= Forum Fulvii =

Forum Fulvii was a small but flourishing Ligurian/Celtic first, then Roman settlement on the Via Fulvia, a road of north-west Italy, probably laid out by M. Fulvius Flaccus, consul in 125 BCE, from Dertona (today’s Tortona) to Hasta Pompeia (Asti). It has sometimetimes been identified with Valenza, but is now known to have been in the village of Villa del Foro, a suburb of Alessandria, population 433, some 7 km west-southwest of the town’s centre.

It was located close to the river Tanaro, just below its confluence with the Belbo. Excavations of the site that have taken place since the 1980s, have revealed 200 m of this tract of the road, which was in use from 125 BCE until the second century CE. It is about 12 m in breadth and was constructed of riverine cobblestones mixed with small bricks and slag from iron smelting. It is notable that the road had to be resurfaced on a number of occasions after suffering from floods.

Forum Fulvii flourished between the second century BCE and the third century CE; it was a centre for trade (the Tanaro, as well as the Via Fulvia, was an important means of transportation) and the artisanal manufacture of glass (see Roman glass), ceramics and iron goods. It is likely that the Roman settlement was abandoned as a result of repeated flooding: to this day the Tanaro and the Belbo have the capacity to cause great damage after periods of torrential rain.

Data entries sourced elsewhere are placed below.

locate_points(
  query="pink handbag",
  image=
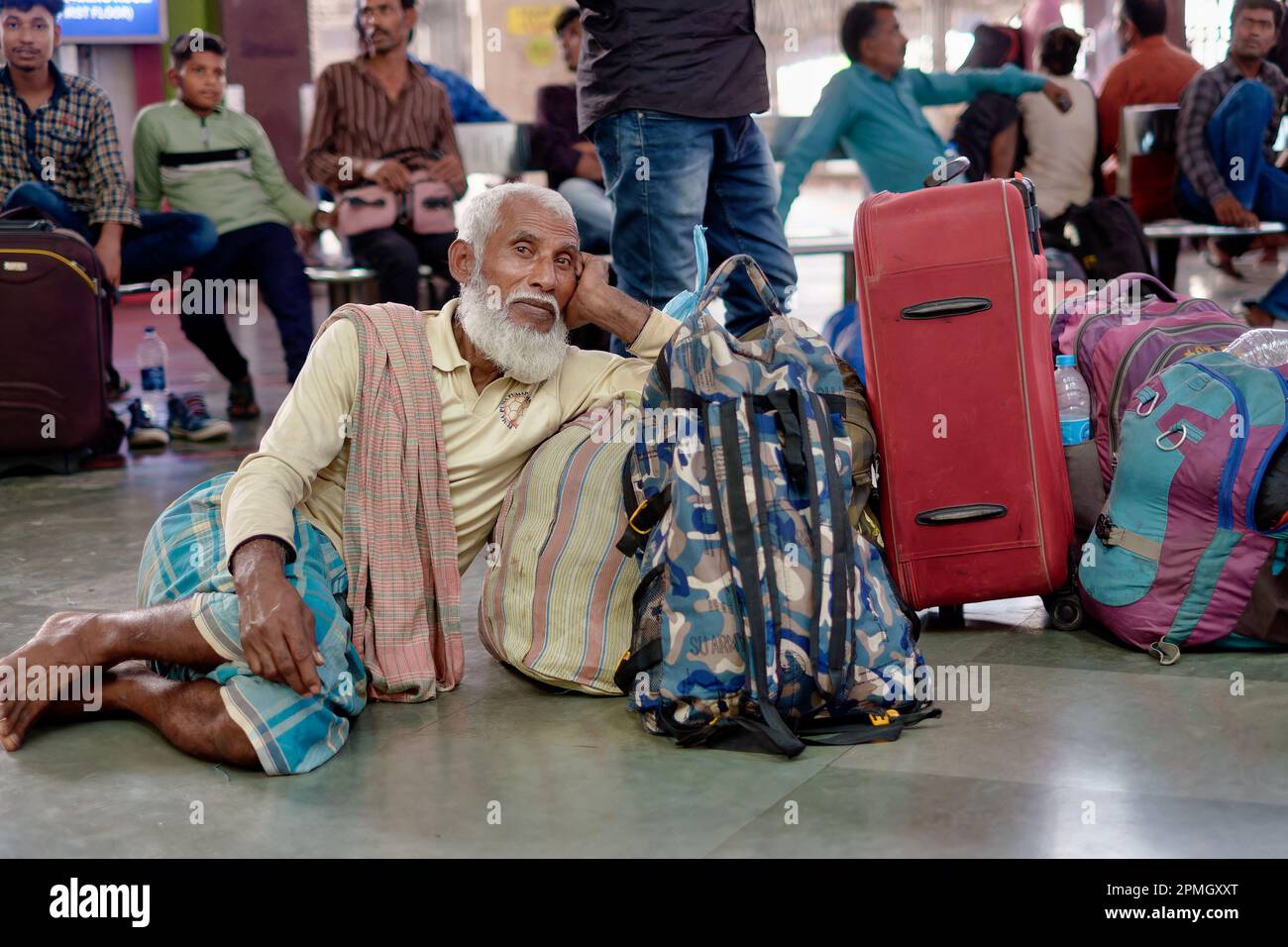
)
(362, 209)
(426, 208)
(432, 208)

Nevertheless, Forum Fulvii must have been re-settled by the eighth century, as Paul the Deacon refers to it in his Historia Langobardorum:
In the time of this king [ Liutprand, King of the Lombards ] there was in the place whose name is Forum, near the river Tanarus, a man of wonderful holiness Baodolinus by name, who, aided by the grace of Christ, was distinguished for many miracles.

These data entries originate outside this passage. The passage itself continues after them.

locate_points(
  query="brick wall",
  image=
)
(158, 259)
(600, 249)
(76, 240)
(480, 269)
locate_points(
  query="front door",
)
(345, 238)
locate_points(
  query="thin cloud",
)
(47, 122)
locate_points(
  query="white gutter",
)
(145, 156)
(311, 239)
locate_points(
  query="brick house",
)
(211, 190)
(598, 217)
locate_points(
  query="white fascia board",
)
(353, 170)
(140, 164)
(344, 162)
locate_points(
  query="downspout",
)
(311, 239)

In 2007 nearby excavations for a methane pipeline brought to light an ancient underground pipeline which seems to have been designed to carry water from the Tanaro to Forum Fulvii. It apparently dates from the pre-Roman period.

The Antiquarium Forum Fulvii, in Via Oviglio, displays finds from the excavations and provides orientation in understanding the site of the Roman town.